The system of Varna and asrama is the basis of life, that is carried out in accordance with religious rules and regulations.
The prominence of impiety in a country is measured by the extent to which the varnasrama system is absent there.
There is no society on Earth, which does not have its social structures resembling varnasrama. The problems arise because of the incorrect determination of the varnas and asramas.
Now let us consider in what sense the words nitya, (eternal), and naimittika, (circumstantial), have been used in relation to the word karma. If we consider the profound purport of the scriptures, we can see that these two words have not been used to refer to karma in a sense that which relates to the supreme spiritual truth or ultimate reality; real, essential, true; that which relates to a higher object. Rather, they have been used in a routine or figurative sense.
Properly speaking, words like nitya-dharma, nitya-karma, and nitya-tattva can only be used to describe the pure spiritual condition of the jiva. Therefore, in the general use of the word nitya-karma, the word nitya is applied to the word karma only in a figurative, or attributive sense, because karma in this world is a means to an end, and only remotely indicates eternal truth.
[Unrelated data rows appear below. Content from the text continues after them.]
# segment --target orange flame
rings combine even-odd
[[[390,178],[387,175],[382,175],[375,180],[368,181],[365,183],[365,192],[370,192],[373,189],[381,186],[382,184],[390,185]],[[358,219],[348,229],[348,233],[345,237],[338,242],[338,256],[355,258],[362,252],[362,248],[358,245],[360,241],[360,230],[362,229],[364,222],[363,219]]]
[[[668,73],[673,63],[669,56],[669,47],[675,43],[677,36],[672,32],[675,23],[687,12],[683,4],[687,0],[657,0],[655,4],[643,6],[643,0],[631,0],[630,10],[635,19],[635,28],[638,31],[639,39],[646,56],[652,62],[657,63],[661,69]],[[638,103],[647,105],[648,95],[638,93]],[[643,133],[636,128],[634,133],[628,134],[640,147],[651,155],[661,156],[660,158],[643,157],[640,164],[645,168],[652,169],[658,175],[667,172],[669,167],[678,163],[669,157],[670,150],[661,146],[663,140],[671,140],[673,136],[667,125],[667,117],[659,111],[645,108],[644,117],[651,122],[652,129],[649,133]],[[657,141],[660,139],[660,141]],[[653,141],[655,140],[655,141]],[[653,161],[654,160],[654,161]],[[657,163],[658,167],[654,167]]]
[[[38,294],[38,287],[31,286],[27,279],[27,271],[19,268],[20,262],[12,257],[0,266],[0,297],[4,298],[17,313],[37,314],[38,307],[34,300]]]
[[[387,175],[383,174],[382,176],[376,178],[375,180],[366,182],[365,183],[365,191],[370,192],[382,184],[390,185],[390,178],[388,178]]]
Actually, karma is never eternal, because it has no beginning, however it can have an end.
Karma and knowledge, may only be thought of as eternal, in an indirect sense, when karma is directed towards knowledge, by means of karma-yoga, and when knowledge is directed toward devotional service. The brahmanas’ chanting of the mantra, is sometimes described as nitya-karma.
This is valid in the sense that practices that are remotely directed toward devotional service, through physical activities, may be termed nitya; however, only because they aim at nitya-dharma. In reality, they are not nitya. This usage is known as a figurative expression.
Actually, the only true nitya-karma for the jivas is Krishna-prema, pure love of Krishna. In ontological terms, this true nitya-karma is referred to as unalloyed spiritual cultivation, or activities directed towards reinstating one’s pure, transcendental consciousness.
The physical activities that one will naturally have to adopt, to attain this spiritual practice or cultivation, and the culture of pure spiritual reality; are assistants to daily obligatory religious duties, so there is no fault in referring to them as daily obligatory religious duties as well. From the absolute perspective, though, it would be better to refer to such activities as naimittika, circumstantial, rather than nitya. The divisions of karma into nitya and naimittika are only from a relative viewpoint, and not from the absolute spiritual perspective.